Burgess Stephen, Scott Robert A, Timpson Nicholas J, Davey Smith George, Thompson Simon G
Department of Public Health and Primary Care, University of Cambridge, Cambridge, UK,
Eur J Epidemiol. 2015 Jul;30(7):543-52. doi: 10.1007/s10654-015-0011-z. Epub 2015 Mar 15.

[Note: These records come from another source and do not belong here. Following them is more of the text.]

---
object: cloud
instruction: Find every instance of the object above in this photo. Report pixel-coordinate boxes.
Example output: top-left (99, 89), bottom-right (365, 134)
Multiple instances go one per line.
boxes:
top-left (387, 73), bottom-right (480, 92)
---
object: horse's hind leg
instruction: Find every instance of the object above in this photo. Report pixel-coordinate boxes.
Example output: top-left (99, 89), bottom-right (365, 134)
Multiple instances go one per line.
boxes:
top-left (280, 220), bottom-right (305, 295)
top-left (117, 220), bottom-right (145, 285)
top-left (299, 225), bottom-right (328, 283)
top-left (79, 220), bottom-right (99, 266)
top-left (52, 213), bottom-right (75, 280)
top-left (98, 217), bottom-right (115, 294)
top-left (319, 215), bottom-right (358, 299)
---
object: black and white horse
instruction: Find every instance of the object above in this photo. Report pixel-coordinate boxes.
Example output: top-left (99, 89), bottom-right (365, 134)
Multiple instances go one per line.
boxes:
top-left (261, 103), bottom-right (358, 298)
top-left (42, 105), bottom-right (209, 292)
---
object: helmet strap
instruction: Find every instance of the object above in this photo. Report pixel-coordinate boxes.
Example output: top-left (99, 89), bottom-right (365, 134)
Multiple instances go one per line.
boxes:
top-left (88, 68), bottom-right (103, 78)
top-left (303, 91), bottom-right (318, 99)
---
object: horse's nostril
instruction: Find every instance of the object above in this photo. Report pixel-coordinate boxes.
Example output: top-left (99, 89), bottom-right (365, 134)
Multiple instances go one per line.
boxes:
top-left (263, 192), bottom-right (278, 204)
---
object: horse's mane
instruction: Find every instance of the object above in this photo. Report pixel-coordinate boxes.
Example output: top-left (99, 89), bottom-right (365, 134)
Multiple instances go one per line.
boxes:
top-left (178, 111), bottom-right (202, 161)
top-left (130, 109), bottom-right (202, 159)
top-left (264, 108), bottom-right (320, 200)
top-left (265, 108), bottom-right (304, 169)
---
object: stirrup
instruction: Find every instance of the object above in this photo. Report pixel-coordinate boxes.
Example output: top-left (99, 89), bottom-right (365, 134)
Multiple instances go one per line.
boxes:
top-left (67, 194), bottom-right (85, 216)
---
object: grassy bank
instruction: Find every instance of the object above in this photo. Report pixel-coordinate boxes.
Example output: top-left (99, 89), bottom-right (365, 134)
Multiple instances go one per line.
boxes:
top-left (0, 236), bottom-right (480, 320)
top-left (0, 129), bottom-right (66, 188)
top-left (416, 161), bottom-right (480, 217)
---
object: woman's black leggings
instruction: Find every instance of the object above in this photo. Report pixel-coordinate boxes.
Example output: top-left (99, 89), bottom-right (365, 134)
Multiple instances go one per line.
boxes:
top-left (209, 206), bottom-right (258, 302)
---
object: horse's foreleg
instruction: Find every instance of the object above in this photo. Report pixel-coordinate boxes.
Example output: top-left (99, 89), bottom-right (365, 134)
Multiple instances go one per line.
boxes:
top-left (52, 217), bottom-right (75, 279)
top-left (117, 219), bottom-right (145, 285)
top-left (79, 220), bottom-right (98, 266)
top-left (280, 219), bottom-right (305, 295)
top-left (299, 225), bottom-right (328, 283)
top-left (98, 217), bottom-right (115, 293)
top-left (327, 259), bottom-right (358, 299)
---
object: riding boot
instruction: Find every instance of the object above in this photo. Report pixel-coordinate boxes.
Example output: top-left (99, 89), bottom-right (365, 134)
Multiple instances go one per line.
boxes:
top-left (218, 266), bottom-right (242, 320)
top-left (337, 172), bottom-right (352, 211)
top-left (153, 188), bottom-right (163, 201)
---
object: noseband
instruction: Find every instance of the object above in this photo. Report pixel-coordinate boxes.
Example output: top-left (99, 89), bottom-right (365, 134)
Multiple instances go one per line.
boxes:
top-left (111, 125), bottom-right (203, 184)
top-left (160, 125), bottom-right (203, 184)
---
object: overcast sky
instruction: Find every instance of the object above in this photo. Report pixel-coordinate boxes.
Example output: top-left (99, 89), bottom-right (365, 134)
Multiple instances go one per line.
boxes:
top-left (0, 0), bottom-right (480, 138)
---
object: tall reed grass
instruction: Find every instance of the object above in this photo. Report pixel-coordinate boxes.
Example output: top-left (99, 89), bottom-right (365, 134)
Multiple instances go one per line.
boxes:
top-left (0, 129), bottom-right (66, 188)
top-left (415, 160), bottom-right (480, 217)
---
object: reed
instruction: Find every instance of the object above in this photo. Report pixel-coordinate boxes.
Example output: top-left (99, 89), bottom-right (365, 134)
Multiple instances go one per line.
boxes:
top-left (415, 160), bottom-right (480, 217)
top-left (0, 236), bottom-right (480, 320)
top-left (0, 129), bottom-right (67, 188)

Finding individual-level data for adequately-powered Mendelian randomization analyses may be problematic. As publicly-available summarized data on genetic associations with disease outcomes from large consortia are becoming more abundant, use of published data is an attractive analysis strategy for obtaining precise estimates of the causal effects of risk factors on outcomes. We detail the necessary steps for conducting Mendelian randomization investigations using published data, and present novel statistical methods for combining data on the associations of multiple (correlated or uncorrelated) genetic variants with the risk factor and outcome into a single causal effect estimate. A two-sample analysis strategy may be employed, in which evidence on the gene-risk factor and gene-outcome associations are taken from different data sources. These approaches allow the efficient identification of risk factors that are suitable targets for clinical intervention from published data, although the ability to assess the assumptions necessary for causal inference is diminished. Methods and guidance are illustrated using the example of the causal effect of serum calcium levels on fasting glucose concentrations. The estimated causal effect of a 1 standard deviation (0.13 mmol/L) increase in calcium levels on fasting glucose (mM) using a single lead variant from the CASR gene region is 0.044 (95 % credible interval -0.002, 0.100). In contrast, using our method to account for the correlation between variants, the corresponding estimate using 17 genetic variants is 0.022 (95 % credible interval 0.009, 0.035), a more clearly positive causal effect.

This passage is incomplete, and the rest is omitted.